As the most commonly spoken language in the world, English has reached every corner of the globe. But sometimes the message gets scrambled along the way ending in unintentional communication comedy – often the result of bad translation. You are invited to take advantage of the chambermaid (Japanese hotel).We serve five o’clock tea at all hours (Hotel at Paris). After one visit we guarantee you will be regular (India). My intensity and focus are at inordinately high levels and my ability to complete projects on time is unspeakable. (Resume)
A bad pun is a potentially pun-ishing experience. For example, the shoe company Foot Petals used this one in an ad campaign: ‘Shoe-icide is not the answer’. The ad included a picture of shoes with feet and legs attached hanging upside down in a noose. They probably got a few laughs out of that, but they were most likely the uncomfortable kind. It’s not hard to see why many find this reckless and a bit insensitive as opposed to clever wordsmithing.

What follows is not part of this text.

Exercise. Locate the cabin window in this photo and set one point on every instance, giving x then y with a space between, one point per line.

Lastly, Lynne Truss in his book titled ‘Eats, Shoots and Leaves’ writes: A panda walks into a café. He orders a sandwich, eats it, then draws a gun and fires two shots in the air. “Why?” asks the confused waiter, as the panda makes towards the exit. The panda produces a badly punctuated wildlife manual and tosses it over his shoulder. “I’m a panda” he says, at the door. “Look it up”. The waiter turns to the relevant entry and, sure enough, finds an explanation. “Panda. Large black-and white bear-like mammal, native to China. Eats, shoots and leaves”.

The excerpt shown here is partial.